Kapidan Gjon Mark Markagjoni

1938-2003

1938-2003

Kapidan Gjon Mark Markagjoni (Gjomarkaj) was born in 1938, in Orosh, Mirdita, the son of Kapidan Mark Gjon Markagjoni and Marta Markagjoni. In 1945 at the tender age of 7, together with his mother and two sisters, Kristina and Celestina, he was sent to the Lushnja camp and subsequent camps where he lived until the fall of the regime in 1991. After the fall of the regime he returned to Shkoder, to his grandfather’s house, together with his uncle Dede and two of his aunts Marta and Bardha, later marrying in 1993.

While in internment he was forced to work many jobs over time, deprived of any basic human rights. While interned Gjon grew into a man worthy of honor and proud to be a member of a noble family. He had the good fortune to build his life, and through work a strong resistance to the Albanians who were allies of Enver Hoxha. Gjon fondly remembered the hours of quiet laughter and more serious discussions on various issues that were spent with Don James Gardini, a prominent Italian priest who lived in Albanian prisons for ten years, and who later was part of the subject in a book he wrote relating to the topics discussed. With more respect and profound emotion he recalled his meetings with Cardinal Mikel Koliqi (1902-1997) during internment and after the regain of freedom 1991, where they together recalled conversations they shared previous years in regards to human rights and religion. While in Lushnja he attended elementary and secondary school full-time, learning Italian and French, but was always concerned for the family’s economic problems.  Because of their stature the regime treated them worse than other prisoners thereby limiting their income.

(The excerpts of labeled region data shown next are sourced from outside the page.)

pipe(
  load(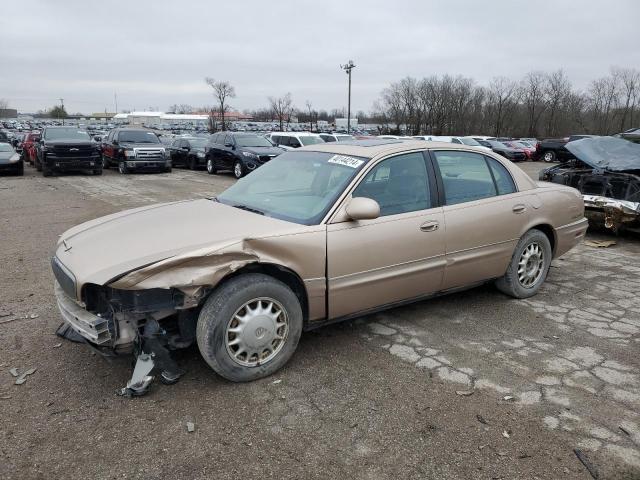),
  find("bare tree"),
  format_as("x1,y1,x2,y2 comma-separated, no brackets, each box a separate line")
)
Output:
613,68,640,132
204,77,236,130
522,72,547,138
269,93,293,132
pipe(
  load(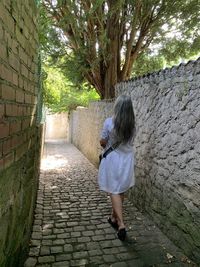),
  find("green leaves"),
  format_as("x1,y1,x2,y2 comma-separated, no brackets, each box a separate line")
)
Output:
43,66,99,112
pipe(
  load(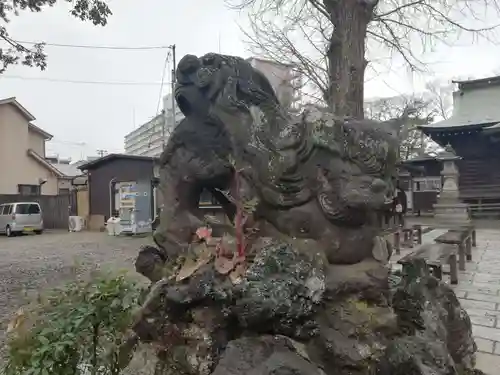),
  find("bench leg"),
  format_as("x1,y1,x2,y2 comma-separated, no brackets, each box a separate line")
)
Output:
431,266,443,280
449,254,458,285
417,227,422,245
465,236,472,262
458,241,465,271
394,230,401,255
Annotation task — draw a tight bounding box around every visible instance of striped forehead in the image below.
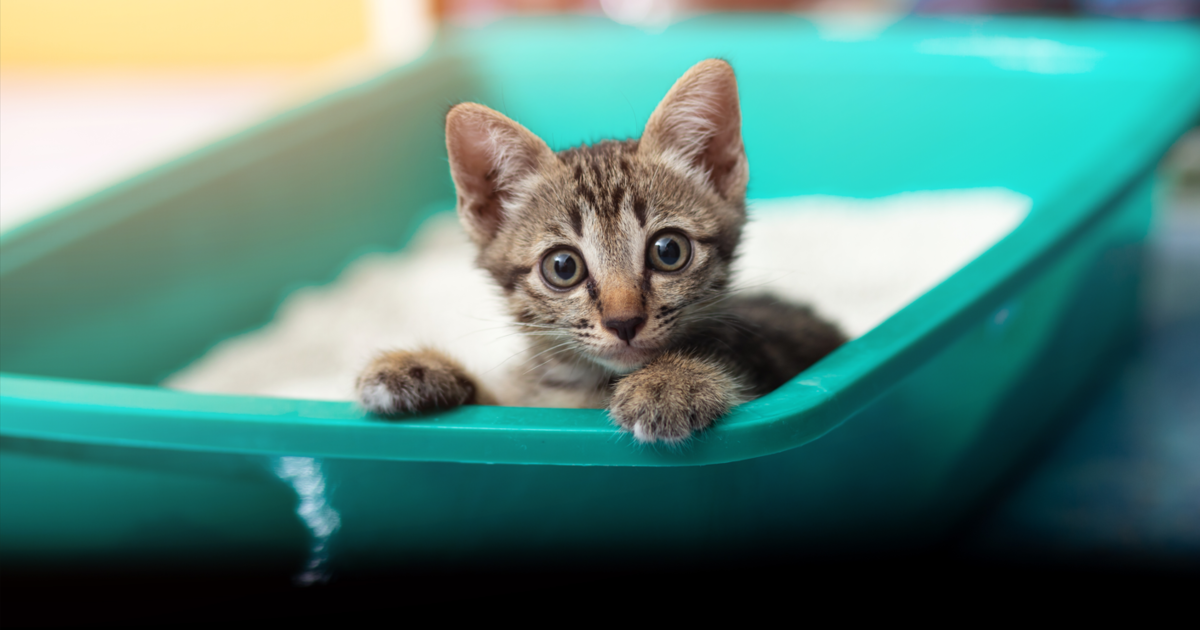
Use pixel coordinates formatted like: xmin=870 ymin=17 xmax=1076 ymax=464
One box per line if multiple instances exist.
xmin=558 ymin=140 xmax=647 ymax=236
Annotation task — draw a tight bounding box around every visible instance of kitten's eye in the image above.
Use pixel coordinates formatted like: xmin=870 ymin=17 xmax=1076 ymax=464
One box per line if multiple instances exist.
xmin=541 ymin=250 xmax=588 ymax=289
xmin=647 ymin=232 xmax=691 ymax=271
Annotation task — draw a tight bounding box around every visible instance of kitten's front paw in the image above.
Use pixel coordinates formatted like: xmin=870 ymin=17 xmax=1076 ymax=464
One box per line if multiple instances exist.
xmin=608 ymin=355 xmax=739 ymax=444
xmin=356 ymin=350 xmax=479 ymax=415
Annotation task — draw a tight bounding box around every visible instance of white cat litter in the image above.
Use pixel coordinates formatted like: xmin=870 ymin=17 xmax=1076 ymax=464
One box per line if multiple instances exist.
xmin=163 ymin=188 xmax=1031 ymax=401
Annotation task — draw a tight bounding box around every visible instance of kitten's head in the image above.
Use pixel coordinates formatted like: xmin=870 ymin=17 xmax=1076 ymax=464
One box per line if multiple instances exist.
xmin=446 ymin=60 xmax=749 ymax=373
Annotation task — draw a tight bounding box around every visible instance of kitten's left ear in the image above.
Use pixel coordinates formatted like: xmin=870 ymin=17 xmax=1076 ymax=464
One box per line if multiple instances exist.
xmin=638 ymin=59 xmax=750 ymax=200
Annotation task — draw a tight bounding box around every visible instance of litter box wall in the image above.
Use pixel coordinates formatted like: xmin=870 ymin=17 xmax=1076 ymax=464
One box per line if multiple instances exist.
xmin=0 ymin=18 xmax=1200 ymax=570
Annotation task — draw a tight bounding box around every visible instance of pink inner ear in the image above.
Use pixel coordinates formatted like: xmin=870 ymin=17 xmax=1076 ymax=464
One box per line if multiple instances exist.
xmin=446 ymin=103 xmax=553 ymax=245
xmin=643 ymin=60 xmax=745 ymax=198
xmin=446 ymin=120 xmax=503 ymax=238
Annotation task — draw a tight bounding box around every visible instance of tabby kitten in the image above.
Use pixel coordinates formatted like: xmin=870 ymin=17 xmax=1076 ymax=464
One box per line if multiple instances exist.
xmin=358 ymin=60 xmax=845 ymax=443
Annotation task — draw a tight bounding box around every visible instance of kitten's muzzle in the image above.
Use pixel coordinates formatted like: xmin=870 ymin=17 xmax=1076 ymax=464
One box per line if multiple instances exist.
xmin=604 ymin=316 xmax=646 ymax=343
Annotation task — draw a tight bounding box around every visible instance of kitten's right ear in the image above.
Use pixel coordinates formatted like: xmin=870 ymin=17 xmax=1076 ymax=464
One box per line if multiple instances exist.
xmin=446 ymin=103 xmax=554 ymax=246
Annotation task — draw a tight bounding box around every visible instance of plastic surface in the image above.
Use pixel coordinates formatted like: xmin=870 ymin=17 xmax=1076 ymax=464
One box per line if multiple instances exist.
xmin=0 ymin=16 xmax=1200 ymax=568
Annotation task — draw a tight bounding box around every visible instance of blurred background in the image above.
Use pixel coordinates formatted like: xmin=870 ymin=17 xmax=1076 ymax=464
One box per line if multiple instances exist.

With the victory of democratic forces in the first democratic elections of 1991, he ranked alongside opposition forces, exposing the atheist communist regime and becoming a member of the Republican Party. He was Deputy of Mirdite from 1996-1997. He later withdrew from political life to devote himself to his homeland. He dealt with many economic and cultural issues in the region of Mirdite, which was intentionally abandoned by the communist regime and was neglected. Gjon, working as a leader and steward of the humanitarian aid society Caritas, sent much aid and investment to Meath, for the construction of churches (previously destroyed), new schools and other projects, with the generosity of the Austrian Catholic Church. He sent a letter to his uncle, Kapidan Ndue Markagjoni (Gjomarkaj) in New York, in October 2000, addressing those issues: “I have continued work in our province for the municipality of various villages. We’ve built nine schools in Meath and several new churches, along with health centers in the villages to provide aid to the poor, which has been reflected in programs aired four times on Austrian television. Albanian Television was silent as always! However, I will not stop my work and it will all come to light with Austria’s help in rebuilding the churches, in particular Nig Mirdita. I wish for my country to have religious access in all the provinces.

Gjon died peacefully in 2003 in his home in Shkoder after a long illness, surrounded by family and friends.